2. Facebook stalk. Try not to get addicted to this and don't jump to conclusions with the first thing you see. Just keep tabs and see how it is going -- is she following your new interest a little too much? Are their comments no longer in a friendly territory? Does his ex seem hopelessly in love with your new partner? And the big one -- did one day you look on her profile and it said he was in a relationship with him???

3. He mentions her name with too much of a halo around it. The reasons he says they broke up seem to change randomly. He still seems to be processing it, leaving little room for him to process the new relationship.

4. Your new girlfriend is jealous of every interaction you have, because deep down she doesn't trust people because she's not trustable. Extremely jealous people are jealous more because of their deeds than yours.

5. When you work odd hours or weekends, they instead hangout with their ex.

6. They accidentally call you by their ex's name.

7. They have to leave to make frequent phone calls, and you discover it is their ex. They often seemed burdened and like they should help.

8. The time that they stopped dating her and started dating you was too short, and they didn't have a chance to grieve a breakup. You have to grieve broken relationships, otherwise you'll be dating someone and grieving at the same time, making for an inevitable mess.

9. They buy their ex more expensive gifts than you. They still have vacation plans with them to travel the world. Who does that?

10. Inconsistent off and on connection. He doesn't seem focused.... at all.

11. He out loud compares the two of you, as if you are cars and have competing features with different deals. You should never feel this way.


12. You find odd things at their place, things that let you know someone else was there romantically. Like a hair clip or a shirt you have never worn.

13. They don't like going to your place, but if they do, they seem awkward or uncomfortable there. You guys should have the same connection at both of your places, with minute variation.


14. The age difference between you and your boyfriend is much larger than the one he has with his ex.

15. You never go out into town together for fear that he'll run into someone.

16. His favorite date is hanging out at his place watching tv with minimal discussion about feelings. And touching your body.
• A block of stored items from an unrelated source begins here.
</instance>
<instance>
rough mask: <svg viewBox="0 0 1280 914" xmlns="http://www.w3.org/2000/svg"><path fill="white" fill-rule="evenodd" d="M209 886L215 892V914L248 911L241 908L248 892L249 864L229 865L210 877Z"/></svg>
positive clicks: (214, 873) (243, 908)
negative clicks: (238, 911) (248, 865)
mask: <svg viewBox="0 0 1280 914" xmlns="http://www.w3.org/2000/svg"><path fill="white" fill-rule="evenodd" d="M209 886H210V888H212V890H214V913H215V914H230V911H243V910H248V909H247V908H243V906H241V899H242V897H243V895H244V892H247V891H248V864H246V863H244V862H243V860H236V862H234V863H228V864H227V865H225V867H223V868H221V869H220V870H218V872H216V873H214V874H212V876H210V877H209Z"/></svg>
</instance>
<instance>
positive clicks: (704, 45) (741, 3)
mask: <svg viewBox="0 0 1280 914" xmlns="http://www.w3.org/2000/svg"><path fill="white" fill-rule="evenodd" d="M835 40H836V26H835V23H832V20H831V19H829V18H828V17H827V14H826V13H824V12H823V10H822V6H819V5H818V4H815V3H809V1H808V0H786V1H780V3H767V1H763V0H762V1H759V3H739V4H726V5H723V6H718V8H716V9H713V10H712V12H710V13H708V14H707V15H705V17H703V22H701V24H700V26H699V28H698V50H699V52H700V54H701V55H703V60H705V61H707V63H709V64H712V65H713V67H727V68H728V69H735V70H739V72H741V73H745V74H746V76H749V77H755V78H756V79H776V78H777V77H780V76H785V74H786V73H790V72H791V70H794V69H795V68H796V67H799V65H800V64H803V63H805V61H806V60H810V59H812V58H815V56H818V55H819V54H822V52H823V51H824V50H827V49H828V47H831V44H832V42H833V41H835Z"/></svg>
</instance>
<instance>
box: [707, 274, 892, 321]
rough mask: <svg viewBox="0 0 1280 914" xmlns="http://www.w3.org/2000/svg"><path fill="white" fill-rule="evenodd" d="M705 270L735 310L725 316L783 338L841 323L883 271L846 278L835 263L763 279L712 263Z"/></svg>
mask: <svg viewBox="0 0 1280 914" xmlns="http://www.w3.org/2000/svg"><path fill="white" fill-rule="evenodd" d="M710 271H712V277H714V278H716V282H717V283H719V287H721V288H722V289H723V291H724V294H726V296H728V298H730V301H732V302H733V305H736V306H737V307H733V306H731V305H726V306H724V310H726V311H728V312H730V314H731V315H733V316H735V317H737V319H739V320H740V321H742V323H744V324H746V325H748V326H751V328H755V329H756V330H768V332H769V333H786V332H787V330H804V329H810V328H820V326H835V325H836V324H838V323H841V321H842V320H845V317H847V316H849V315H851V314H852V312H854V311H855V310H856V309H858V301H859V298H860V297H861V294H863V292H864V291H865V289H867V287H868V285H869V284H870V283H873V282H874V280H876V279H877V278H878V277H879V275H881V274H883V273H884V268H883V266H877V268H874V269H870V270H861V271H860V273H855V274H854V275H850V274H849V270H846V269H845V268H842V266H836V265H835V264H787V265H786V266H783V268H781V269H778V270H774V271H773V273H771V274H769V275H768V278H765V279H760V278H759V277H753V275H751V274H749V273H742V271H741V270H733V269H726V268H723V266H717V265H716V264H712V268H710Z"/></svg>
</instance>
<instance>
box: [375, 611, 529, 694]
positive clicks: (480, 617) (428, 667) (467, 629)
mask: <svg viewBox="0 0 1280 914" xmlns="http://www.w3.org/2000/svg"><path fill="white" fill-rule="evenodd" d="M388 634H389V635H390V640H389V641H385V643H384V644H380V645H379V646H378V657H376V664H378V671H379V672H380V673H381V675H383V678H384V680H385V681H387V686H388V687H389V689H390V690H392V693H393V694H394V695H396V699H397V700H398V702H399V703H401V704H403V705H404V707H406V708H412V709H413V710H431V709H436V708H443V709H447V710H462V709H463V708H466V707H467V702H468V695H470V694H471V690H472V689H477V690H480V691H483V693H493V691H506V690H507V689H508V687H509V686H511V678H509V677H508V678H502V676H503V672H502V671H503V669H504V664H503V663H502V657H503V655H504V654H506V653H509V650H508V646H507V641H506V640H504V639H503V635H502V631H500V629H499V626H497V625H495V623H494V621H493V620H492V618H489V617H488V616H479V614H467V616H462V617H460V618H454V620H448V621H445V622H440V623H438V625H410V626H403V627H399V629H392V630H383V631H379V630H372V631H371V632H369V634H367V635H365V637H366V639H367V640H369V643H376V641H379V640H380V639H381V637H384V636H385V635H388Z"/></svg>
17. Your partner being overly concerned that you are seeing someone else, when you very clearly are not.

18. No talks of what the future might look like. You don't talk about the future because there isn't one, or he is using that energy on someone else.

19. Doesn't use a clear definition of the word "friend." A friend could be anything from a dog, his ex, a co-worker, you, his mom, the television. They have a hard time knowing what are the boundaries of a friendship without going passionate.

20. She sometimes disappears over the weekend and you have to pry her to get details about where she went, with whom, and why. She likely doesn't want you to know where she went and why.

21. They broke up on ambiguous, amicable terms. It was a weird breakup, and sudden therefore they might want each other back.

22. Your boyfriend obviously has unresolved emotional issues from the past that they are dealing with that go beyond normal baggage and instead they don't have a clear enough head... with a clean room in there for you.

23. Nostalgia for the past relationship is unusually high. Why are you so nostalgic? Are you missing your girlfriend? Why?

24. They seem to be confused about who they are dating, who is the friend, and what it is they want.

25. When you discuss the past, the way they talk about the timeline of their past relationship varies and reasons for what happened are inconsistent.

26. Many of the same things he compliments you about... he also says about her.

27. You have never met his ex. He doesn't seem to want you two in the same space sharing info. You guys are not friends for a reason.

28. He often slips up and makes a rude comment or two, because he isn't emotionally invested in supporting you nor knows what he wants.